Dennis and Gary rode over to the field with me as I took the baler. We got there just as Dean was finishing the raking. He drove the rake out the narrow gate. Gary would then take it over to the barn area and swap it for their big hay trailer. After a drink and brief rest for Dean, we fired up “the beast” and with Dean driving and Dennis and I in our appropriate positions the hay baling began.

Dennis operated the “smart” side where the wires were pushed through, and I was in charge of the “dumb”. After only a few minutes sitting in the "dumb" seat behind the hay feeder and tying the wires, I'd be covered with dust. There was a cloud of hay chaff and dust that puffed out each time the plunger packed the hay.

Despite my comments about “the beast” it was still an amazing machine compared to putting up loose hay using a team of horses and lots of man and boy power as we did prior to getting the baler.

I was always impressed by the rhythm and sounds the old baler made. Our small Case tractor pulled it along slowly so that the raked windrow of hay was fed in and augured over to the bale chute. Then the powerful plunger pushed the hay through the chute. After enough hay for a bale had gone through a measuring thing-a-ma-bob would trip and Dennis would shove through a metal channel with two wires for the bale. This was done between strokes of the plunger when the hay wasn’t so tightly compressed.

I didn’t always appreciate the noise and power as I absently-mindedly tied the wires. Yet, when Dean gave me a change of pace as I went to load up bales, I could appreciate it more. Hearing from a distance the powerful “ca-shunk” of the plunger hammer followed by the automatic governor on the motor kicking in more fuel and the rumbling surge of power that followed was pure music to a farm boy’s ears. When everything was working right, “the beast” was as close to poetry in motion as farm machinery provided on our farm.

From my earliest days of toddling to the field when water was taken to the workers, I liked being part of the haying action. For Dennis, Dean, Gary and me the action in those earlier days was often chasing baby rabbits when we were about finished mowing a field. Once, we were the ones chased as we ran the other way when a pair of blue racer snakes came out instead of rabbits.
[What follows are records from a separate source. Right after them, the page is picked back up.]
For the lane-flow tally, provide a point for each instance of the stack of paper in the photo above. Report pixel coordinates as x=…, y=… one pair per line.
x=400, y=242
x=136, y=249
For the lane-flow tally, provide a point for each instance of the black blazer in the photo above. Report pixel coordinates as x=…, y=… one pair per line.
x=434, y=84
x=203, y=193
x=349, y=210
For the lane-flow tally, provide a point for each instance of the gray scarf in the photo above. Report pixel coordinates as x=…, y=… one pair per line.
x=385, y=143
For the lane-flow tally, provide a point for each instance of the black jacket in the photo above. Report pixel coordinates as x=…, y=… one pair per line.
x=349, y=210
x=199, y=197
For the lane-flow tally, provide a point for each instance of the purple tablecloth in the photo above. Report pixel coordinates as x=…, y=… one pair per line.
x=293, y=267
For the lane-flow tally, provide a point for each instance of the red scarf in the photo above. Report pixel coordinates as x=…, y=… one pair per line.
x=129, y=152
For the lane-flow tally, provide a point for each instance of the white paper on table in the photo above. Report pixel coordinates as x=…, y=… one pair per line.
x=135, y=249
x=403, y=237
Our family and Uncle Warren’s family always helped each other put up hay. A few years earlier, this also included Uncle Floyd’s family when they still lived on the farm. Despite the hard work and the “dumb” jobs I had to do, I loved putting up hay and especially being with my grandparents, aunts, uncles and cousins.

Teaming up has plenty of advantages. Woodpro Cabinetry self-directed teams don’t bale any hay but they do work together to plan and perform their work. And based on building cabinetry to order quickly with a high fill rate, I believe we definitely understand the concept of “Making hay while the sun shines.”